Für den Großteil speziell der Nichtskandinavier ging es einmal mehr einzig und allein um ein mehr oder weniger fehlerfreies „Durchkommen“ , denn obwohl es internationale Regeln für die Kartendarstellung gibt, ist eben in Skandinavien das, was wir so als „Grün“ sehen, meistens noch „hell weis“. Hinzu dann das inzwischen aus Erzählungen nicht nur den „Skandinavienfans“ bekannte „Sparen mit Schwarz“ – denn dort oben wird ein in unseren Augen „fetter Fels“ erst dann zu diesem, wenn im Winter der Schnee herunter fällt – ansonsten ist es eben simpel braun. Trotz aller dieser Zusatzerschwernisse zu den bekannten Tatsachen über die Stärken der dort beheimateten OL´er , gibt es immer wieder auch etliche, die der Ehrgeiz packt und die sich der großen internationalen Konkurrenz stellen. Das kann, wer will, in eigentlich allen der fast 90 Kategorien auf den „Elitebahnen“ bzw. den „Langbahnen“ angehen. So mancher allerdings, der der Illusion erliegt, in einer vorgeblich leichteren Konkurrenz (Motion, B- oder auch K-Kategorien) sich einen vorderen Platz zu erlaufen, ist in fast allen Fällen einem Trugschluss erlegen, solange dort „Gleich auf Gleich“ trifft . So war es auch wieder aktuell 2013, allerdings keiner aus Berlin! Denn bis auf Jacqueline Goericke (Berliner TSC), die konkret vor einem Jahr sich von Sohn Marvin zum OL überreden ließ und die für sie leistungsgerechte „Open 5“-Bahn aussuchte, wählten alle anderen die jeweils machbare härteste Bahn, die in den Leistungskategorien D/H 18 – 21 ohne weiteres in Deutschland als Eliteniveau bezeichnet werden kann. Da Skandinavien erfahrenere unter uns das wissen, freuen sie sich über jeden fehlerfrei absolvierte Streckenpassage wie über einen Sieg.

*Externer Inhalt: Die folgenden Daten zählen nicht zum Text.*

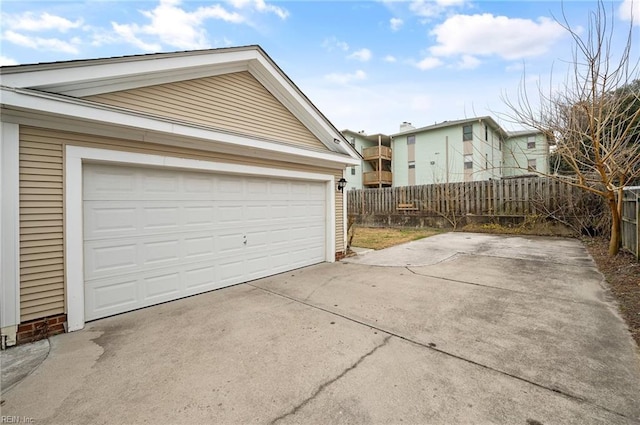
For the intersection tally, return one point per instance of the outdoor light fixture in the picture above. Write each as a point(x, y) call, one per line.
point(342, 183)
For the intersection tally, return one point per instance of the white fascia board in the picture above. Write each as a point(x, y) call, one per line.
point(81, 73)
point(91, 88)
point(282, 89)
point(82, 110)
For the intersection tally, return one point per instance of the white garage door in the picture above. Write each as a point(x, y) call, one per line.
point(153, 235)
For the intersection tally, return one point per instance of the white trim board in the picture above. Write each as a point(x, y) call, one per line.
point(9, 231)
point(75, 156)
point(58, 107)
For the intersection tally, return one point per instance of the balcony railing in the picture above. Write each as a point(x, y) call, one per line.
point(377, 177)
point(376, 152)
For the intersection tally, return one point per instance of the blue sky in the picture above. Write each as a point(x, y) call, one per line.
point(367, 65)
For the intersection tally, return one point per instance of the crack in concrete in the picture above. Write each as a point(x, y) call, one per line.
point(324, 385)
point(560, 392)
point(588, 303)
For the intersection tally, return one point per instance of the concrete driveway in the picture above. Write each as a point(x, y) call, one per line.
point(456, 328)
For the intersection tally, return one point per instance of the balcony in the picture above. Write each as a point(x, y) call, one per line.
point(376, 178)
point(375, 152)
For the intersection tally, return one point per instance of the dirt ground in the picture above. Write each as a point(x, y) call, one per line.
point(623, 276)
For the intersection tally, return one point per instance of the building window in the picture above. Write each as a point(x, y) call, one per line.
point(468, 162)
point(467, 132)
point(531, 142)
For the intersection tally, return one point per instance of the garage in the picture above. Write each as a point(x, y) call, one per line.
point(152, 235)
point(137, 180)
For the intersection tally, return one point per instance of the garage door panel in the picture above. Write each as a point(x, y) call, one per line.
point(153, 235)
point(197, 247)
point(200, 277)
point(109, 259)
point(167, 218)
point(230, 214)
point(109, 182)
point(164, 285)
point(110, 220)
point(163, 251)
point(111, 298)
point(202, 215)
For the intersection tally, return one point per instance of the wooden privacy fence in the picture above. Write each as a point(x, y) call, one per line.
point(508, 197)
point(630, 220)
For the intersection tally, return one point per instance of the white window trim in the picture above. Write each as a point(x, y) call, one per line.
point(74, 157)
point(9, 232)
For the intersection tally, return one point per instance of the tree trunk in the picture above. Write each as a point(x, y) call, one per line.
point(615, 240)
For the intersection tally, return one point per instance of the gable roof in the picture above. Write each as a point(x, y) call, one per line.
point(45, 84)
point(487, 119)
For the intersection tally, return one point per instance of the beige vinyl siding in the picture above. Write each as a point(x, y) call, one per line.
point(41, 226)
point(236, 102)
point(339, 216)
point(42, 212)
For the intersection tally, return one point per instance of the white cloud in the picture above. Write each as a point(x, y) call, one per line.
point(5, 61)
point(509, 38)
point(468, 62)
point(359, 75)
point(433, 8)
point(333, 43)
point(128, 33)
point(260, 6)
point(395, 23)
point(41, 43)
point(175, 26)
point(630, 9)
point(518, 66)
point(449, 3)
point(429, 63)
point(363, 55)
point(44, 22)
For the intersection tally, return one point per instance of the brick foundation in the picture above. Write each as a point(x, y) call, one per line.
point(38, 329)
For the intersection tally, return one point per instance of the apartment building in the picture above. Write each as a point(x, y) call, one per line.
point(471, 149)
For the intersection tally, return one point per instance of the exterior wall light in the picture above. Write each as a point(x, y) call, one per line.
point(342, 183)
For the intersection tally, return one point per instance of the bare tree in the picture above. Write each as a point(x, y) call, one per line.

Wenige Deutsche wagten in den vergangenen Jahren einen Start in der Elite – und hinzu kommt, dass die Veranstalter konsequent einer Elitemeldung in den Kategorien 18, 20 und 21 nur zustimmen, wenn deren nationale Kompetenz in den nationalen Ranglisten, Meisterschaften und Bestenkämpfen bzw. internationale Platzierungen sie überzeugen. So waren in der H21E nur 80 Startplätze zugelassen, 40 anhand der Weltrangliste und 40 anhand der schwedischen Rangliste vergeben. „Wildcards“ hatten alle WM-A-Finalisten, so dass da ein potentiell hochwertiges Feld am Start war. Ähnlich in der sehr stark frequentierten H 18: 130 durften starten, 175 hatten sich beworben. Somit waren für Deutschland nur ganze Drei (3 !!!) in einer Elitekategorie startberechtigt: D18E Hanna Müller (TV Kippenheim / OLG Basel). D20E Susen Lösch (USV Jena / Ärla IF ) und H18E Sebastian Fleiss (Berliner TSC / ASKÖ Henndorf). Speziell Sebastian freute sich darüber sehr – setzte sich zugleich doch psychisch unter einen derartigen Druck, dass er bei den ersten 3 Etappen im Bemühen um gute Plätze viel zu schnell die Rennen anging und folgerichtig jedes Mal erst nach längeren Suchaktionen am Posten 1 sich einlesen konnte. Erst nach intensiven Analysen mit Trainer und Trainingskameraden und nach mehreren „Rudereinheiten zur Selbstfindung und Entspannung“ auf „seinem See“ vor „seiner Unterkunft“ konnte er die von Sieglinde Kundisch auf der Website von TU Dresden wunderbar aufgeführten Erfahrungen um eine ruhige Herangehensweise umsetzen und sich noch bis auf Platz 97 hocharbeiten – immerhin ein positiver Abschluss und durchaus achtenswerter persönlicher Erfolg.

Von uns anderen Berlinern sei erwähnt, dass jeder tagtäglich ehrlichen Herzens versuchte, die berühmte „Tücke des Objekts“ zu beherrschen, noch am ehesten zufrieden waren damit wohl Leo Graumann (H18L), Heidi Graumann (D50) und Bernd Wollenberg (H65), wobei speziell der Kampgeist von Marvin Goericke und erst recht Bodo Graumann (beide in H21L) zu erwähnen ist, die z.T. bis an den Rand des Physisch wie psychisch machbaren gelangten und trotzdem zu keiner Sekunde ans Aufgaben dachten.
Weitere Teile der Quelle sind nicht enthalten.